To establish trust between CockroachDB's S3 client and mitmproxy, you'll need to run the following SQL command while logged in to CockroachDB as an ADMIN user:

root@:26257/defaultdb> set cluster setting cloudstorage.http.custom_ca = '-----BEGIN CERTIFICATE----- MIIDoTCCAomgAwIBAgIGDq9brWb1MA0GCSqGSIb3DQEBCwUAMCgxEjAQBgNVBAMM CW1pdG1wcm94eTESMBAGA1UECgwJbWl0bXByb3h5MB4XDTIxMDIyNzIwNTMzNVoX DTI0MDIyOTIwNTMzNVowKDESMBAGA1UEAwwJbWl0bXByb3h5MRIwEAYDVQQKDAlt aXRtcHJveHkwggEiMA0GCSqGSIb3DQEBAQUAA4IBDwAwggEKAoIBAQCxNd/0kdh3 /BAxtk4sZQMnUkQgN6zTszT1D1FHcJjU4Q+5XZK99ot5996p2+79r+vtsEDm8yRw n/fRWd7vuvj2pg4ks5YMhxyXvYp6T0zi+/Oww6ptf7Cj0xtYvTaoeAsK9R1uOSWm a53F1Eq6J0O8iWdthBc2yJuv9y2K+WUPjn4aZUtpQf444cKMvqYj5CeUixj/Ubk2 mp0QOE4u5t+azh9urm/0oZQ8JKqKQxGsoH2NQ30r8DNK/PXWhQmEHQST0HTDkvmy pGrKmGu/jeUAVkEoqk+WTwf0XySgSl5wI/cyFNxbEAYYF/7JJZkT9IywYPgHZWIJ O7fsLWWTLTgVAgMBAAGjgdAwgc0wDwYDVR0TAQH/BAUwAwEB/zARBglghkgBhvhC AQEEBAMCAgQweAYDVR0lBHEwbwYIKwYBBQUHAwEGCCsGAQUFBwMCBggrBgEFBQcD BAYIKwYBBQUHAwgGCisGAQQBgjcCARUGCisGAQQBgjcCARYGCisGAQQBgjcKAwEG CisGAQQBgjcKAwMGCisGAQQBgjcKAwQGCWCGSAGG+EIEATAOBgNVHQ8BAf8EBAMC AQYwHQYDVR0OBBYEFF55Z+1n0C1UbvjlL0HZrxxcKrGrMA0GCSqGSIb3DQEBCwUA A4IBAQAV1QY8uvFwNgxytEgnwnbX084+Hf++01ILk/GL+vBI2HRHBkCcISSSOP2Y f+tTSM2CxxOYndf6BfmrP3Vzs5VdB6xlbpGR4QUqSRhQXe7aTwVmNoP9bV/de+Tl mdMa3kB3La/5BMKpgtsn/7xt4fsVvExXS/igEuwBbPmozCxisDu568Dag5GV3iTC cx8iLcZ1Eg0kbnLO7zmwgxADGBqDNphS5raYTiJaZODDA2MRUfSacUDB90ipnqz1 IzGXMqvf3Wdgqy3vHQoXRFUrHSRALbE0mBZYCM8/nNZ0tqt7lQy8La/p0XSWFRCR sDyr2ls+PCDeuJo5p7ti2pBs8sU4 -----END CERTIFICATE-----';

That string is the certificate contained in the file ~/.mitmproxy/mitmproxy-ca-cert.pem.

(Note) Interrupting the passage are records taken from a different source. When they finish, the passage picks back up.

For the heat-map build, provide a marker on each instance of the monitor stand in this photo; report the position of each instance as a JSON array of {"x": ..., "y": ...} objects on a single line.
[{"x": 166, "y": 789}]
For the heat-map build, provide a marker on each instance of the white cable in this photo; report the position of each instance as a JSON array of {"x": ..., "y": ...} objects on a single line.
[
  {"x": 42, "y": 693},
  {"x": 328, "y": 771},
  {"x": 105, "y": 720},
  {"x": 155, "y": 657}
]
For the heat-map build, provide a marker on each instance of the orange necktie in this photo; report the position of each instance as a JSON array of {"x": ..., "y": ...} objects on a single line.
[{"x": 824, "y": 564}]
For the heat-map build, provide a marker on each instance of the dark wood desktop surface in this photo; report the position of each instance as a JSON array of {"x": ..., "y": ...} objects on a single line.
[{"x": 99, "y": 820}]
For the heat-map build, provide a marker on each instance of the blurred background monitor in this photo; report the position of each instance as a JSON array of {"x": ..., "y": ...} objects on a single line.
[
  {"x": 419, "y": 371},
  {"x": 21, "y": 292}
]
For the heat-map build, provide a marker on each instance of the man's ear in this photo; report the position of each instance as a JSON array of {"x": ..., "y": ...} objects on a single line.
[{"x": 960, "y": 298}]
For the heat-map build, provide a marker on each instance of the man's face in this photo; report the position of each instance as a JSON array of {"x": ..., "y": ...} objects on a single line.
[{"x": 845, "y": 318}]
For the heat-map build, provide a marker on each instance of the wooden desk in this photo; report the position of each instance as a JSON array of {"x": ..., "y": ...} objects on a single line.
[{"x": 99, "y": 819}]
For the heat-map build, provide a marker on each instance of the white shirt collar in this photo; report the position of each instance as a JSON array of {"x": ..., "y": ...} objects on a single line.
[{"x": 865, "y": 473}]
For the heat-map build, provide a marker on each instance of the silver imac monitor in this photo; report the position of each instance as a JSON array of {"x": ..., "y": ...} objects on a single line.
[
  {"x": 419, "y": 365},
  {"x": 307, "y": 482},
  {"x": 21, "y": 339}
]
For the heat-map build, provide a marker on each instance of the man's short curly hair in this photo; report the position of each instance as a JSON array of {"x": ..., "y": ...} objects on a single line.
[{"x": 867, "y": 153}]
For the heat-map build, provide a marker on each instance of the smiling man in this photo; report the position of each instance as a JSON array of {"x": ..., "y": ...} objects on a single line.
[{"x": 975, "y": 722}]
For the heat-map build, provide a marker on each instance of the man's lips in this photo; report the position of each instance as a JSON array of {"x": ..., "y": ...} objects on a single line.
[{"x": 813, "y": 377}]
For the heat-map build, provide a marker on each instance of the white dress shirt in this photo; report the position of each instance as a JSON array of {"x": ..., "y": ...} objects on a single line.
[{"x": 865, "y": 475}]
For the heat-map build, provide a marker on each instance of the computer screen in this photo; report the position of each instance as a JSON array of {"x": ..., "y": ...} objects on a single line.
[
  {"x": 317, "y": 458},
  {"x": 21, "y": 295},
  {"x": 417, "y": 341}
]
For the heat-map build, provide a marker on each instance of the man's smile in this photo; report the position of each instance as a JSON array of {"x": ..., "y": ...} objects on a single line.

Prior to running the backup, a couple of things need to be done within Amazon EC2:

  1. Create an S3 bucket to contain the backups (mine is in the us-east-1 region). Here's a view of my newly created backup bucket
  2. Use the IAM interface to download security credentials.

I've already got a table, t1, that has data in it, so I won't show that. The next part is to build up the SQL backup command:

BACKUP TABLE t1
TO 's3://crdb-goddard/t1?AWS_ACCESS_KEY_ID=AKIAX4BORNLV64R5CHGM&AWS_SECRET_ACCESS_KEY=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&AWS_ENDPOINT=https%3A%2F%2Fs3.us-east-1.amazonaws.com&AWS_REGION=us-east-1'
AS OF SYSTEM TIME '-30s';

Going over this one part at a time:

BACKUP TABLE t1: just the usual syntax to back up a specified table. You can also do a specific database, or the entire cluster.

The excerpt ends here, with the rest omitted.